Nas votações das emendas constitucionais propostas pelo governo Fernando Henrique Cardoso em 1995 votou a favor da quebra do monopólio estatal nos setores de telecomunicações, exploração de petróleo, distribuição de gás canalizado e navegação de cabotagem; da mudança do conceito de empresa nacional; da prorrogação por 18 meses do FSE, rebatizado de Fundo de Estabilização Fiscal (FEF), que permitia ao governo gastar até 20% da arrecadação vinculada às áreas de saúde e de educação.
Em junho de 1996 votou contra a criação da Contribuição Provisória sobre Movimentação Financeira (CPMF), que substituiu o Imposto Provisório sobre Movimentação Financeira (IPMF), fonte suplementar de recursos destinados à saúde.
Em janeiro/fevereiro de 1997 votou a favor da emenda que previa a reeleição de presidente da República, governadores e prefeitos sem necessidade de desincompatibilização. E em novembro, pela quebra da estabilidade do servidor público, item da reforma administrativa. Foi titular das comissões especiais que discutiram a proposta de redução da jornada máxima de trabalho para 40 horas semanais, a nova Lei das Telecomunicações e as eleições de 1998.
Terceiro vice-presidente da Comissão de Ciência e Tecnologia, Comunicação e Informática, em outubro de 1998 Pedro Irujo conquistou o terceiro mandato de deputado federal, sempre pelo PMDB. Em novembro votou a favor do teto de 1.200 reais, para aposentadorias no setor público, e dos critérios de idade e tempo de contribuição mínimos, para os trabalhadores do setor privado, itens fundamentais para a definição da reforma da previdência. Assumiu a cadeira em fevereiro de 1999.
Transferiu-se para o Partido da Frente Liberal (PFL) em 2000, e nesta legenda reelegeu-se para a Câmara Federal, pela Bahia, nas eleições de 2002. No ano seguinte, deixou o PFL, ingressando no Partido Liberal (PL), de onde sairia em 2005. Após ficar um período sem legenda, retornou ainda este ano para o PMDB. Ao longo desta legislatura (2003-2007) atuou como titular das Comissões Permanentes de Desenvolvimento Urbano e Interior, e de Ciência e Tecnologia, Comunicação e Informática, da qual foi também Terceiro Vice-Presidente.
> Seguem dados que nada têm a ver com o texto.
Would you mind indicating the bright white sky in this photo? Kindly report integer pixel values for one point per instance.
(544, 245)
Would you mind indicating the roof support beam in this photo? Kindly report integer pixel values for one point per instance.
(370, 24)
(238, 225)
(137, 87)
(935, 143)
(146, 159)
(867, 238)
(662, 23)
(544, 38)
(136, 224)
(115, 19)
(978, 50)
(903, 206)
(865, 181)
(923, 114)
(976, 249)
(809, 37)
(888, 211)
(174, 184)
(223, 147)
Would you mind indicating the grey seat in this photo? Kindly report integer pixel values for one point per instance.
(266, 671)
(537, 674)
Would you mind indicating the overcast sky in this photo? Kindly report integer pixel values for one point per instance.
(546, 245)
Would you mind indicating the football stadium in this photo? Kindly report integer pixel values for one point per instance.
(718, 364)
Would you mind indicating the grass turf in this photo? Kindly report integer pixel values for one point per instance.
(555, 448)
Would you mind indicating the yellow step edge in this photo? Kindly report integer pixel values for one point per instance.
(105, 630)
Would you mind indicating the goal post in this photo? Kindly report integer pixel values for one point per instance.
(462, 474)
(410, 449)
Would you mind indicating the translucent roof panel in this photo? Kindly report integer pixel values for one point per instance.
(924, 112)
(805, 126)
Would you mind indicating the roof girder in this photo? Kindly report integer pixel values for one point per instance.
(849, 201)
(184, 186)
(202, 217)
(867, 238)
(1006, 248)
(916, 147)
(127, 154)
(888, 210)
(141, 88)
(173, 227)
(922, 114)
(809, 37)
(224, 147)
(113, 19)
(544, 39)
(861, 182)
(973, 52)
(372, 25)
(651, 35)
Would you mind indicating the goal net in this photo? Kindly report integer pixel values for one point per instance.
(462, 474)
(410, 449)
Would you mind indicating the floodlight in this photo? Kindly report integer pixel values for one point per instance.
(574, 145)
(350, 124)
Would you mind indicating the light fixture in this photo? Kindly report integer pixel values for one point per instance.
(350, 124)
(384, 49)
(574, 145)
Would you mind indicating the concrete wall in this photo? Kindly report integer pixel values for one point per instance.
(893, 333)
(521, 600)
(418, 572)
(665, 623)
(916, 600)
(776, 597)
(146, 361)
Reelegeu-se deputado federal em 2006, novamente na legenda do PMDB, mas pouco tempo depois de iniciar seu mandato, em março de 2007, decidiu aposentar-se da vida parlamentar.
Afastado da atividade política, passou a dedicar-se aos empreendimentos da família, gestora de empresas de comunicação.
Casado com Irene Rodrigues Irujo, teve dois filhos. Um deles, Luís Pedro Irujo, foi deputado estadual (1987-1991).